Thursday, December 13, 2012

Static Libraries and Plugins: Global Pain

Years after the X-Plane plugin SDK was ported to operating systems that support Unix .a (archive) static libraries, I have finally come to understand what a mess global symbols can make with incorrect linker settings. The problem is that the incorrect linker settings are almost always the defaults. This blog post will explain what goes wrong with this kind of linker setup and how to fix it.  While this stuff might be obvious to those intimately familiar with Linux and Unix-style linking, it's a bit astonishing to anyone coming from the Windows and pre-OS X Mac world, where the assumptions about linkage are very different.

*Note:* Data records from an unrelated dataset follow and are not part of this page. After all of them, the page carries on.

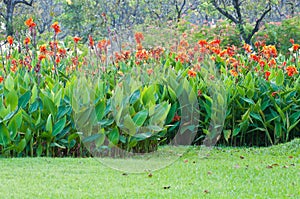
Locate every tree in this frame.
[0,0,33,36]
[211,0,273,44]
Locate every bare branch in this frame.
[211,0,239,24]
[0,12,6,18]
[232,0,243,24]
[246,4,272,43]
[14,0,33,6]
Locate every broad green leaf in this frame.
[46,114,53,134]
[133,110,148,127]
[6,90,18,110]
[0,123,10,147]
[276,70,284,86]
[16,138,27,153]
[223,130,231,142]
[52,116,67,137]
[122,114,137,136]
[18,91,31,109]
[108,127,119,145]
[95,100,106,121]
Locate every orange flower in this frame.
[209,39,221,46]
[40,45,47,53]
[7,36,14,45]
[172,114,181,122]
[188,69,197,77]
[24,37,30,45]
[147,68,153,75]
[230,70,239,77]
[97,39,110,50]
[55,56,60,64]
[268,58,276,67]
[25,17,36,28]
[73,37,81,44]
[250,54,260,62]
[51,21,61,34]
[89,35,94,49]
[286,66,298,77]
[39,54,46,61]
[243,43,252,53]
[265,71,271,80]
[293,44,300,51]
[134,32,144,44]
[259,60,266,67]
[135,49,149,60]
[198,40,207,47]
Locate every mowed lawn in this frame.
[0,139,300,199]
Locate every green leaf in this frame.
[122,114,136,136]
[133,132,152,141]
[133,110,148,127]
[16,138,27,153]
[240,97,255,105]
[46,114,52,133]
[223,130,231,142]
[108,127,119,145]
[28,101,39,114]
[52,116,67,136]
[4,75,15,91]
[0,123,10,147]
[232,127,241,137]
[95,100,106,121]
[18,91,31,109]
[276,70,284,86]
[6,90,18,110]
[141,85,155,106]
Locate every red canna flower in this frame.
[286,66,298,77]
[293,44,300,51]
[243,43,252,53]
[172,114,181,122]
[7,36,14,45]
[265,71,271,80]
[230,70,239,77]
[272,92,278,97]
[188,69,197,77]
[73,37,81,44]
[259,60,266,67]
[198,40,207,47]
[89,35,94,49]
[134,32,144,44]
[40,45,47,54]
[39,54,46,61]
[51,21,61,35]
[55,56,60,64]
[25,17,36,28]
[24,37,30,45]
[250,54,260,62]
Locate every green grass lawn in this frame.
[0,139,300,198]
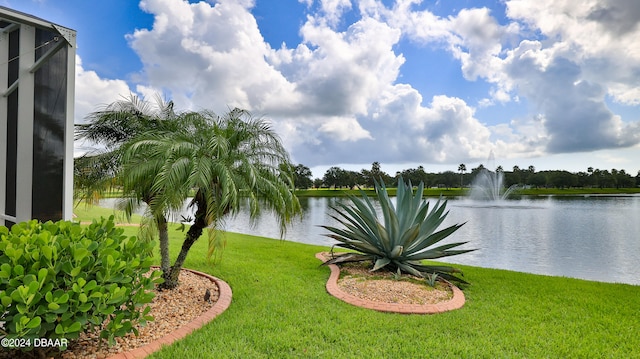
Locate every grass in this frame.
[296,187,640,197]
[71,207,640,358]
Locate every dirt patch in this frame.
[0,270,219,359]
[338,263,453,304]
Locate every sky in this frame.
[5,0,640,178]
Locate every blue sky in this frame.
[0,0,640,177]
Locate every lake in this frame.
[103,195,640,285]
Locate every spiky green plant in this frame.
[322,178,473,284]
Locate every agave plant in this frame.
[322,177,474,284]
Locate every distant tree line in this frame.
[294,162,640,189]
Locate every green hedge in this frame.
[0,216,162,358]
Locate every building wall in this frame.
[0,6,75,226]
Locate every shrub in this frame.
[322,177,473,284]
[0,216,162,358]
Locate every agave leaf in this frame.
[406,223,464,254]
[408,242,475,260]
[322,253,373,265]
[321,217,376,248]
[371,257,391,272]
[394,262,424,277]
[389,246,403,258]
[398,223,420,248]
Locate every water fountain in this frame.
[469,168,515,201]
[469,151,516,201]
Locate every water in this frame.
[104,196,640,285]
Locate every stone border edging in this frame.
[316,252,465,314]
[108,268,233,359]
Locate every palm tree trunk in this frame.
[160,204,207,289]
[156,216,171,273]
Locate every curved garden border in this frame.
[316,252,465,314]
[108,268,233,359]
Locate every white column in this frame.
[16,24,36,222]
[62,32,76,221]
[0,31,9,226]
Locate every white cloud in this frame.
[74,56,131,123]
[70,0,640,172]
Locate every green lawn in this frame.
[72,207,640,358]
[296,187,640,197]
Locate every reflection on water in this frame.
[100,196,640,284]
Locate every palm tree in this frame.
[74,94,180,282]
[122,109,300,288]
[74,94,175,204]
[76,96,300,288]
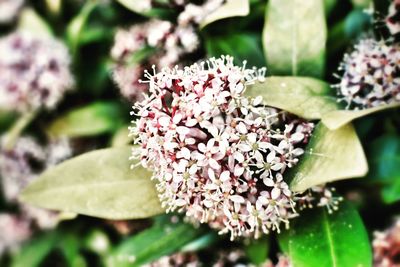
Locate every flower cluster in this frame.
[0,32,73,111]
[111,0,223,100]
[336,38,400,109]
[131,56,338,239]
[385,0,400,35]
[0,0,25,24]
[372,219,400,267]
[0,137,72,231]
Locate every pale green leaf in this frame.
[117,0,153,14]
[289,123,368,191]
[18,8,53,37]
[322,103,400,130]
[21,147,163,220]
[47,102,123,138]
[263,0,327,77]
[200,0,250,29]
[279,202,372,267]
[246,77,338,120]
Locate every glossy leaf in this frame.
[263,0,327,77]
[200,0,250,28]
[21,147,163,220]
[244,238,270,266]
[246,76,338,120]
[180,232,219,252]
[18,8,53,37]
[107,224,201,267]
[206,33,265,67]
[280,202,372,267]
[47,102,124,137]
[289,123,368,191]
[322,103,400,129]
[324,0,338,16]
[368,135,400,204]
[117,0,153,14]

This post may also thoroughly slander Linux, and if I learn why I'm an idiot and the whole problem can be solved in a much better way, hey, that's great.  I'd much rather find out that there's a better way and I'm wrong than find out that things really are as broken as they seem.

Globally Symbols and Shared Libraries

Unix-style linkers (e.g. ld on both OS X and Linux) support a shared global namespace for symbols exported from shared libraries. Simply put, for any given symbol name, there can be only one 'real' implementation of that symbol, and the first dynamic library (or host app with dynamic linkage, which is basically all host apps these days) to introduce that symbol defines it for every dynamic library.

In other words, if you have five implementations of "void a()" in your dynamic libraries, the first one loaded is used by everyone.  It's a global namespace.

Note that if your symbol is not global, it will not be replaced by an earlier variant.  So if your symbol isn't global, other people having global symbols can't hose you.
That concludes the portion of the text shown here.